Michael Arrington is not really a technologist; he is more like a web two point duh commentator. And his post game analysis of the big web 2.0 winners and losers are as followings. The big winners (because they were acquired) are writely, skype, newroo, flickr, userplan, myspqce, blogger, bloglines, and grouper. The most likely to win (or become acquired) are zoho, netvibes, digg, facebook, popsugar, stumbleupon, and plentyoffish. The web 2.0 companies to watch out for are jobster, riya, zillow, flock, sharpcast, roketboom, wordpress, second life, and odesk. And according to Arrignton, the god awful “what were they thinking” is made up of squidoo, inform, gather, pubsub, browzar, and jigsaw.

But Arrington went beyond than just naming names; he listed the share attributes of the winners and losers. The companies listed as winners share passion for their work, leaders as founders, great dynamics, never raised too much money, did something extraordinary. In regards to the extraordinary, Arrington recommended companies read The Purple Cow by Seth Godin. But remember that once all the cows are purple, people won’t be interested any longer.

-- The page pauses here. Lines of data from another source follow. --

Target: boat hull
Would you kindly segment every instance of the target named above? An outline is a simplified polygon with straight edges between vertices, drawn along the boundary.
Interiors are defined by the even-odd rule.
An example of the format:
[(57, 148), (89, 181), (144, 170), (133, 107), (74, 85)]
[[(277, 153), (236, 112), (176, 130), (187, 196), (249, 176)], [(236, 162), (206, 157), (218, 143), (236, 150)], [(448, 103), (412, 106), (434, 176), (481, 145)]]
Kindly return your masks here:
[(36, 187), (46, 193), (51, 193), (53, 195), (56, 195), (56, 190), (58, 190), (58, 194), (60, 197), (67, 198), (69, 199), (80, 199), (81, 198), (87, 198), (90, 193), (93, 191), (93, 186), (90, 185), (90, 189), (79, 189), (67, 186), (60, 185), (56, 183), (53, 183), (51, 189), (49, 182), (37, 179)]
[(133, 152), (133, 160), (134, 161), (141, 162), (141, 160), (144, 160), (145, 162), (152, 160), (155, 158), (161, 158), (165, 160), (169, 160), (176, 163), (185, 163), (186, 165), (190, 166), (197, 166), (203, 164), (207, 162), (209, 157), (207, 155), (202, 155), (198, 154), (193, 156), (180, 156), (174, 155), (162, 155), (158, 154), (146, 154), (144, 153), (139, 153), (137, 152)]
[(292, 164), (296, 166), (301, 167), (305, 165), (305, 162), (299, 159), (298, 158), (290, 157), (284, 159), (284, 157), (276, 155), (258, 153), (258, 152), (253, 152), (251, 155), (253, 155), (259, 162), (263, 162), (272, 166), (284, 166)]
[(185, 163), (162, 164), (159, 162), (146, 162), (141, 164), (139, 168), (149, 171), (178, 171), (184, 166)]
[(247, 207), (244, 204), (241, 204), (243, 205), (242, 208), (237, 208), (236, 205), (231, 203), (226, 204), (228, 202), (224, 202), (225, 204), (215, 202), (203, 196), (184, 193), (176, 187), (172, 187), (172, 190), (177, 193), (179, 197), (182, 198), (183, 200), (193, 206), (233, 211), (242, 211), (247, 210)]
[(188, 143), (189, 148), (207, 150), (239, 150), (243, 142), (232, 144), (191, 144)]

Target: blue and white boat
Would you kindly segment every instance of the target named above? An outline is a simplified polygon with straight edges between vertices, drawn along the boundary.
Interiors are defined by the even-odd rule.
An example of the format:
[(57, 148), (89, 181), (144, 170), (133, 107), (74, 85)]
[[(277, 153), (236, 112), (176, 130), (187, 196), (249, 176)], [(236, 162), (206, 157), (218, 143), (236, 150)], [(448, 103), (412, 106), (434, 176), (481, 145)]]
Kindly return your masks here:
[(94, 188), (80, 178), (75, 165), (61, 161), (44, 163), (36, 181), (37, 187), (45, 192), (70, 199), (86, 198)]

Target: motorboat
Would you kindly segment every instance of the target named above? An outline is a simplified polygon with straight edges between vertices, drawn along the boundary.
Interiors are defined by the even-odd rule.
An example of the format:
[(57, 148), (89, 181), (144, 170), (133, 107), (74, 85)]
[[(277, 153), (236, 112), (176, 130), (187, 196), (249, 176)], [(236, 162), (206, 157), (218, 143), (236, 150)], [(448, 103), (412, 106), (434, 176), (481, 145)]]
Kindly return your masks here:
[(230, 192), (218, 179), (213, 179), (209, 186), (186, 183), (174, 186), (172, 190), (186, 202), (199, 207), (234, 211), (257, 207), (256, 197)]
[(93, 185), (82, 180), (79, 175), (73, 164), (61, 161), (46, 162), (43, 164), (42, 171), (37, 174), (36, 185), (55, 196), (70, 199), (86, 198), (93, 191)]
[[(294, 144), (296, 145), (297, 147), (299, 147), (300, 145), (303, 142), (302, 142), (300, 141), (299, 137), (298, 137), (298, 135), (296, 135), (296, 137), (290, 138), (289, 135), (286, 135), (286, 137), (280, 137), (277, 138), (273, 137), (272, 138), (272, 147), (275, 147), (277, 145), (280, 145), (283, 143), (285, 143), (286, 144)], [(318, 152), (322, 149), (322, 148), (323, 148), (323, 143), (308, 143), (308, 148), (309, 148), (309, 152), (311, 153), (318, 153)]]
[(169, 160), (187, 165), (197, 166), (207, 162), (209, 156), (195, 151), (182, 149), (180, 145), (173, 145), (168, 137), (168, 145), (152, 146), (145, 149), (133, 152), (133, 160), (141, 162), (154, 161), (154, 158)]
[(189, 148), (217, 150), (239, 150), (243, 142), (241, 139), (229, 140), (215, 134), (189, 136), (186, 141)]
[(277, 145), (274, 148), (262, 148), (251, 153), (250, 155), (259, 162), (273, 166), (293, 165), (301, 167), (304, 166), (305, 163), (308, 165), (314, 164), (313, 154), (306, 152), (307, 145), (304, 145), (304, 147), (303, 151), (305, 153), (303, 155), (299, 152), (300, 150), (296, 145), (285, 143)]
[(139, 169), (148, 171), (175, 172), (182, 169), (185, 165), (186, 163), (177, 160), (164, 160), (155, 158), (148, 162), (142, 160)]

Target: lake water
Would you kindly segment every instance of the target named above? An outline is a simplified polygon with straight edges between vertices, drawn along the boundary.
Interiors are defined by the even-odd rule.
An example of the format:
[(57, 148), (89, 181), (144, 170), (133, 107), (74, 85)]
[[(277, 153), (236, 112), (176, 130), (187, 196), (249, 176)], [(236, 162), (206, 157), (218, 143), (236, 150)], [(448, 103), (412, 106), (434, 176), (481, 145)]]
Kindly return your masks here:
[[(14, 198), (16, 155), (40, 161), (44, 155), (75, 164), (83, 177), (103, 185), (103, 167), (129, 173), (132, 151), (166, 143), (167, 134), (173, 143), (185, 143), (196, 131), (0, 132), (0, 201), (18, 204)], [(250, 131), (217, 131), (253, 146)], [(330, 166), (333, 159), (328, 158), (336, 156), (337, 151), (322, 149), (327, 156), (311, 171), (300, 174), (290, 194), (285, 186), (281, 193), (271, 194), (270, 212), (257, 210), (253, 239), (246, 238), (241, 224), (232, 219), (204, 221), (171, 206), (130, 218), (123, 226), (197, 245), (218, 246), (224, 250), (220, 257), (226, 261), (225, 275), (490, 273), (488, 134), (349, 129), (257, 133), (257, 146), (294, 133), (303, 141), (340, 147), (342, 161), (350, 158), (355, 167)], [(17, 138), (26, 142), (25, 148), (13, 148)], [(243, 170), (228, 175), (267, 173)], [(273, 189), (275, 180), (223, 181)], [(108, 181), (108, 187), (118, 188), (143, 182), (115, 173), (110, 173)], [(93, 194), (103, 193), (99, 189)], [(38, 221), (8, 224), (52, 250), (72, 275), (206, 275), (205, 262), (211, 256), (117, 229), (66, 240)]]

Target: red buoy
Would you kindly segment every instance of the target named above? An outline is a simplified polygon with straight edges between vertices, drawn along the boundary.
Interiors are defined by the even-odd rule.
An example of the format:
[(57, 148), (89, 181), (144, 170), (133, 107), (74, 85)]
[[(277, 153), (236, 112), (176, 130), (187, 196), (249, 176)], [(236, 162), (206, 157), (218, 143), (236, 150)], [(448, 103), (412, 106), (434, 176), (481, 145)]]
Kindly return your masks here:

In regard to fund raising, Arrington said that, “raising too much money and spending it, is a bad thing.” Another Arrington tip for success is to “hire slow, fire fast!”

The shared attributes amongst the losers are poor founder/team choices, lifestyle/ego entrepreneurs, raised too much money, over business plan, and forgetting to scale (ala Friendster).

At the end of his talk Arrington again discussed technology choices. On the server end he recommended PHP, just because it is the de facto language for web programming. Arrington also suggested Ruby on Rails as an upstart. On the client side development he recommends .NET/ActiveX, Ajax, Flash, XUL/XAML, and Apollo.

Arrington also talked about market saturation. Arrington recommended that new entrepreneurs stay away from the following over saturated markets: social networking, social bookmarks, video, photos, portal/homepages, and feed readers. As Arrington said, “you have to be pretty special to be successful in these market.” But on the flip side, he recommends developers get into platforms (widgets, systems, backend), desktop apps (via Apollo), office efficiency, cloud storage, identify, developer tools, market destruction, and ENTERPRISE (push web2.0 apps/wikis/social apps/ideas/concepts to the enterprise).

In the end Arrington said, “The best entrepreneurs avoid this type of advice. Invent a new market. ” If you have an idea, just do it!